Der sehnsuchtsvolle Blick zurück
Blickte man – das heißt interessierte Kreise – in den 1980er-Jahren sehnsuchtsvoll zurück, so hatte man in der Zeit des Wiederaufbaus nach 1945 vor allem nach vorne geschaut. Das hatte etwas mit der westdeutschen Befindlichkeit zu tun. Man versuchte, die NS-Geschichte zu verdrängen. Auf den wichtigen Positionen fanden sich die Täter wieder.

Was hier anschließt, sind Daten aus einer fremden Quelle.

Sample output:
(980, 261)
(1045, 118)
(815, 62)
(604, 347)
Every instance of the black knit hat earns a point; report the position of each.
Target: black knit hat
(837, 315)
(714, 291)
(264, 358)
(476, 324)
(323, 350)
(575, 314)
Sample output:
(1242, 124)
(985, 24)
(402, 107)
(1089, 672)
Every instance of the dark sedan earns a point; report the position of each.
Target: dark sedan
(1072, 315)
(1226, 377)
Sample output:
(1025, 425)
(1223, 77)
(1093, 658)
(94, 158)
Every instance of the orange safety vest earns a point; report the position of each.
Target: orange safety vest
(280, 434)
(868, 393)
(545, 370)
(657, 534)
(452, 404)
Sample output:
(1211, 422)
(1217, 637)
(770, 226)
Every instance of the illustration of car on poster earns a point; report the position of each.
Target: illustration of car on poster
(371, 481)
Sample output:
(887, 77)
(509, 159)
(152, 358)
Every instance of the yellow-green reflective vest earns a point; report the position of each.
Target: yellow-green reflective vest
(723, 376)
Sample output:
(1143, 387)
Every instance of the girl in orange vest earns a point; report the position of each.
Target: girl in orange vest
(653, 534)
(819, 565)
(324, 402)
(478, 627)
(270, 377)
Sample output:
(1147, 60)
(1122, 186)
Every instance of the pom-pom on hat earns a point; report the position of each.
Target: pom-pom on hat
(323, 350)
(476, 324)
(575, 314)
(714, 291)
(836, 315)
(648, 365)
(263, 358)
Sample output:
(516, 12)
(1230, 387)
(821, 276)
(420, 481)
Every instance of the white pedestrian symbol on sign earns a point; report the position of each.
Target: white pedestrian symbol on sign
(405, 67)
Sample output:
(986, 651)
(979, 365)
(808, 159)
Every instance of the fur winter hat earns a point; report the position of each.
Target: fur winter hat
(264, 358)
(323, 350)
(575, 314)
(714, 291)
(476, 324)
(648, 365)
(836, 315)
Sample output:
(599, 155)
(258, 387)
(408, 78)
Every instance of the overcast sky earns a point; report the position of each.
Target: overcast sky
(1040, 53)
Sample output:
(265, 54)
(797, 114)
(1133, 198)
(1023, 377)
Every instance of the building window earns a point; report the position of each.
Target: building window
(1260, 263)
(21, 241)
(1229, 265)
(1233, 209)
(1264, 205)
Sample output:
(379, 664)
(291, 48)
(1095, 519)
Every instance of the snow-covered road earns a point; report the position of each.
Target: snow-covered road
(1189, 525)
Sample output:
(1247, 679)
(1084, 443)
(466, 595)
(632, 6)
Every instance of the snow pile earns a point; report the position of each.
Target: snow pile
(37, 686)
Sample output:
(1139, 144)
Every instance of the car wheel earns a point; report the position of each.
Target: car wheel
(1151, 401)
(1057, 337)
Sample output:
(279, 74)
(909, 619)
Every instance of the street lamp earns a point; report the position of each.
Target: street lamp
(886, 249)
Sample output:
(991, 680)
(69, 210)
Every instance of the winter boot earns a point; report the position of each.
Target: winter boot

Der gesellschaftliche Frieden wurde durch eine Zukunftsfixierung erkauft, die die Geschichte verdrängte.
Das änderte sich ab den 1980er-Jahren. Man begann, sich im Stadtraum des jüdischen Lebens der Shoa zu erinnern, dann bald auch der deutschen Geschichte vor 1919. Man träumte nicht mehr von einer anderen, besseren Zukunft, sondern von einer anderen, besseren Vergangenheit.
Stadterneuerung zwischen Budenzauber und Waffenschmuck (9 Bilder)
Das Problem ist die Idealisierung
Ist der Versuch einer Identitätsstiftung in der Geschichte und durch die Architektur per se verwerflich?
Philipp Oswalt: Nein. Wie die Dessauer Meisterhäuser zeigen, kann Rekonstruktion durchaus ein sinnhafter Vorgang sein, welcher die Brüchigkeit und Widersprüchlichkeit der Geschichte nicht kaschiert.
Das Problem ist die Idealisierung, wenn die Idee des angeblichen Ursprungs der Nation den Ursprung des Deutschseins, den Ursprung einer Stadt verkörpern will, wobei man die Möglichkeit einer anderen gesellschaftlichen Identität ausblendet, als hätte es einen Schmerz in der Geschichte nie gegeben.
Die Konflikte, die Brüche in der Geschichte sollen nicht gezeigt werden, sondern es wird davon gesprochen, die Wunden zu heilen. Es soll ein idealisiertes Bild einer aus dem zeitlichen Abstand positiv bewerteten Vergangenheit geschaffen werden.
Berliner Stadtschloss und Nationalprotestantismus
Die Kuppel und das Kuppelkreuz des Stadtschlosses stehen für den Nationalprotestantismus, wo die protestantische Kirche den Schulterschluss erst mit dem preußischen Königtum und dann mit dem Kaiserreich übte.
Die weltliche Herrschaft wird mit dem christlichen Glauben untermauert – ein hochproblematisches Konstrukt, das nicht nur die Kolonialkriege legitimiert hat und die gewalttätigen Kriegsverbrechen des Deutschen Reiches beschönigt und verteidigt, sondern auch die Kriegseuphorie des Ersten Weltkriegs geschürt hat.
Dies gehört zu unserer deutschen Geschichte, aber es ist nichts, womit ich mich im positiven Sinn identifizieren kann.
Die neue Frankfurter Altstadt: Authentisch?
Auch die neue Frankfurter Altstadt soll angeblich den Ursprung der Stadt verkörpern. So einheitlich mittelalterlich war Frankfurt jedoch gar nicht, denn die Altstadt umfasste viele Bauepochen auch jüngeren Datums. Dass das jetzt der Kern der Frankfurter Identität sei, ist absurd.
Das Ganze ist ein bewohntes Freilicht-Museum, ein Symbolbau. Die Touristen kommen vom Flughafen schnell dorthin. Und in Berlin können sie die Kuppel des Schlosses bewundern, nicht ahnend, dass das Schloss in seiner Geschichte deutlich länger ohne Kuppel als mit bestanden hat.